The Fed won't act just because we reach that 6.5% figure, but if economists are correct that employers will boost hiring once the massive cold snap wanes, then we may start moving below 6.5%.
So how will stocks and bonds react to the end of this historic interest rate era? Probably in a mixed fashion.
To be sure, stocks can handle somewhat higher rates. Even if the federal funds rate returns to 3% or 4%, history suggests that the broader market can stand firm. Only rates higher than that would start to create a real drag, and that looks quite unlikely for the foreseeable future.
Then again, the key catalyst of stock prices will have been removed. That stunning gain for the SP 500 in 2013 will be impossible to repeat if the Fed starts to "take away the punch bowl."
Rising rates bring a silver lining to certain sectors. Industrial stocks need a backdrop of strong corporate confidence if they are to see an uptick in capital spending. Many companies have underinvested in PPE (plants, property and equipment) for the past half decade.
Back in November, I noted that Goldman Sachs economist Jan Hatzius expected "capital spending to strengthen (in 2014), with an added boost if consumption recovers in line with our forecast. This reinforces our view that private sector spending should accelerate in 2014, pushing GDP growth into the 3-3.5% range."
If he's correct, then investors should maintain a solid weighting in industrial stocks. The Industrial Select Sector SPDR ETF (NYSE: XLI) is a solid choice.
Investors should brace for further pressure on dividend-paying stocks. Real estate investment trusts (REITs), master limited partnerships (MLPs) and business development companies (BDCs) all experienced choppy trading when the 10-year rates started to rise last May, and an upward move in the federal funds rate will create further pressure. (That's why we've been shifting our attention away from absolute yields and toward investments that are capable of solid dividend growth.)
The fixed-income market will also respond to rising short-term rates. Many strategists think investors should trim exposure to long-duration bond funds, and stay focused on bonds that either have shorter duration or floating-rate structures.
Risks to Consider: Perhaps the biggest risk to the market in coming months would be a combination of rising rates and subpar economic growth. The Labor Department just noted that consumer prices rose 1.6% in January, the highest rate in six months. The Fed has always said it's comfortable with inflation at any level below 2%. The years of underinvestment in U.S. capital stock could eventually lead to inflationary capacity-utilization pressures. U.S. factories and power plants are currently 78.6% utilized, but a move up into the low 80s could trigger inflation alarms.

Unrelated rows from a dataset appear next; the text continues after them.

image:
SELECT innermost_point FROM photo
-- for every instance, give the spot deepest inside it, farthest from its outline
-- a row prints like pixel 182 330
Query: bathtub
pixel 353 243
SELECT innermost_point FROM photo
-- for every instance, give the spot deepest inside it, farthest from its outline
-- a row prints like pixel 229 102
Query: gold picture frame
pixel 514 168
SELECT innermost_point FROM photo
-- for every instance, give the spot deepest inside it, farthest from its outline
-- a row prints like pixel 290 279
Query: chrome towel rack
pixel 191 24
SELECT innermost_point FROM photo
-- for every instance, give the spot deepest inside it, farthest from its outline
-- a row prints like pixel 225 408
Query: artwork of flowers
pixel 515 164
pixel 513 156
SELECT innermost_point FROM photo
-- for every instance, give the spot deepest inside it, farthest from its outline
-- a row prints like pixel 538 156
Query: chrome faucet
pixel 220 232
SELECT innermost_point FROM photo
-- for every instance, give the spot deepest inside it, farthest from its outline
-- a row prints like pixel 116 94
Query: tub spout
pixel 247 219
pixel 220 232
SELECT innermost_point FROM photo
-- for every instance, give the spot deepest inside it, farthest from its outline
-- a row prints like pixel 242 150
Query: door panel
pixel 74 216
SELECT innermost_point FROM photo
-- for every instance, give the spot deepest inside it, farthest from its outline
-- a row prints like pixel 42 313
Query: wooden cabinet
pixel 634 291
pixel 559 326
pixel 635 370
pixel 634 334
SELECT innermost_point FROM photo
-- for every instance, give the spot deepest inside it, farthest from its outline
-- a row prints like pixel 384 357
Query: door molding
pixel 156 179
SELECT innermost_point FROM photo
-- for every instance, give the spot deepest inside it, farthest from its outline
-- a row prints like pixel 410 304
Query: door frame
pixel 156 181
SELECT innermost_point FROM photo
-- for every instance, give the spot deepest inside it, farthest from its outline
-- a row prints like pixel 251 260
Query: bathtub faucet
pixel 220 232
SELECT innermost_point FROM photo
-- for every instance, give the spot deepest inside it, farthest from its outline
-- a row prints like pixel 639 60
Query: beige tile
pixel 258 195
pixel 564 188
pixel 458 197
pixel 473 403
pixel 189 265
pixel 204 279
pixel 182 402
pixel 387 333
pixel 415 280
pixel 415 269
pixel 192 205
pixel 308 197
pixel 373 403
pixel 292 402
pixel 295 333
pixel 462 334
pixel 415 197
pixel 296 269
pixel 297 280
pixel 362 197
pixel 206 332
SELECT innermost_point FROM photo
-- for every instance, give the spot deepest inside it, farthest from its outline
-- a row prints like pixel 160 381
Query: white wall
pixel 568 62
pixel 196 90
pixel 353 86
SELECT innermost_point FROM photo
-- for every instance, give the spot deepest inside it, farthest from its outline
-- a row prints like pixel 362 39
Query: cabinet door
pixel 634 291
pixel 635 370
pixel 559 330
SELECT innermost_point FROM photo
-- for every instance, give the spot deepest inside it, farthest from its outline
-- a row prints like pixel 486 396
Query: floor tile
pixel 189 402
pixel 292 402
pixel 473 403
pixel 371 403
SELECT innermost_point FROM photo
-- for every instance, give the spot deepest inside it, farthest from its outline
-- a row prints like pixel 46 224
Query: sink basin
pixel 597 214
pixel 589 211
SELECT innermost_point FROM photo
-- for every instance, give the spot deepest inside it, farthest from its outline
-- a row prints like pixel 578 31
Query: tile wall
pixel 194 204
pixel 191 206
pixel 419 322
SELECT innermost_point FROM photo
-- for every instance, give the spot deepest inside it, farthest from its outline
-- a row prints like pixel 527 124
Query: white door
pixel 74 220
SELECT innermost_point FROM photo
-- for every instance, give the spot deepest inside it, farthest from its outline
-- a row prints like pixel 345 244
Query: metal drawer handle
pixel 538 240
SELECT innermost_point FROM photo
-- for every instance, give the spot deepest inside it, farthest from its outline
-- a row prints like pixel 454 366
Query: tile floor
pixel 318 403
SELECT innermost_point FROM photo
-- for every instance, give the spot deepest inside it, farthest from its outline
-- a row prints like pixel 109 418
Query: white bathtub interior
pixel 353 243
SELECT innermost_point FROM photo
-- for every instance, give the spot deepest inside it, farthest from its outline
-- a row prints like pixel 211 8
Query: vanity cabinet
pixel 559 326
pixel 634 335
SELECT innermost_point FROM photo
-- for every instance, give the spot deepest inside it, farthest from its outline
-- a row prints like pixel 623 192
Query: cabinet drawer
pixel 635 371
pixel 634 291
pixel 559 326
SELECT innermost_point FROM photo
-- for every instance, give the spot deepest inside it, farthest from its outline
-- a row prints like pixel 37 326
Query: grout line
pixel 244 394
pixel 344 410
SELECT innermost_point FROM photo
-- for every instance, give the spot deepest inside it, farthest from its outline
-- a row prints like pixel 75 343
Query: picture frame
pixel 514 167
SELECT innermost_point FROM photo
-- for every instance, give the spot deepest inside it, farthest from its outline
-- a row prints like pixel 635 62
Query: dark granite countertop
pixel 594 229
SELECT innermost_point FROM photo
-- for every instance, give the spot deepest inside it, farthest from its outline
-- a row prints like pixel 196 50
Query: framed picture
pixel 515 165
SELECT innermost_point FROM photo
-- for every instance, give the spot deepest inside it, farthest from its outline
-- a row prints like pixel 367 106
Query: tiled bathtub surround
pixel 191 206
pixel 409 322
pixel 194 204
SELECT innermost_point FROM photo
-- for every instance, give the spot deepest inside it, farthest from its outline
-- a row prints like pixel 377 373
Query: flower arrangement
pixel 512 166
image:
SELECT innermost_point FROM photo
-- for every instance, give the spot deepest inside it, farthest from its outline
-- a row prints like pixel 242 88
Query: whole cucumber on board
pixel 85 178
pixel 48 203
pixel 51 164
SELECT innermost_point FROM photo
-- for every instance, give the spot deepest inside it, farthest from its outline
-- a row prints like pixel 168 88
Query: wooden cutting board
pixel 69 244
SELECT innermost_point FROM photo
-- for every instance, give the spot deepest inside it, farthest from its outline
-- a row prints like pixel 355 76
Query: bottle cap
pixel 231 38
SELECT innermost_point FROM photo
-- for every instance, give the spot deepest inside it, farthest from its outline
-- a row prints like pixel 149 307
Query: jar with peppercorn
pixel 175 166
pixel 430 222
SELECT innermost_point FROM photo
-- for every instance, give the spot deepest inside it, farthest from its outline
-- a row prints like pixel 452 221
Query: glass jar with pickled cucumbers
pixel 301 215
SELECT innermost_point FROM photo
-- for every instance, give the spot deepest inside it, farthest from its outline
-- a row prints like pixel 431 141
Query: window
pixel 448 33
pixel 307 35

Action to Take -- The real concern for investors is that very few people are thinking about rate hikes starting later this year. Though just a handful of Fed governors and professional economists are talking about it right now, more vigorous economic data points could lead to more chatter around rate hikes. And since the market did so well in 2013 while rate hikes were off the table, investors can't be sure that the reverse won't be true in 2014. So keep a close eye on the economy in coming weeks and months. If the economic shows a springtime rebound, that may be all the reason you need to start locking in those great profits you made in 2013.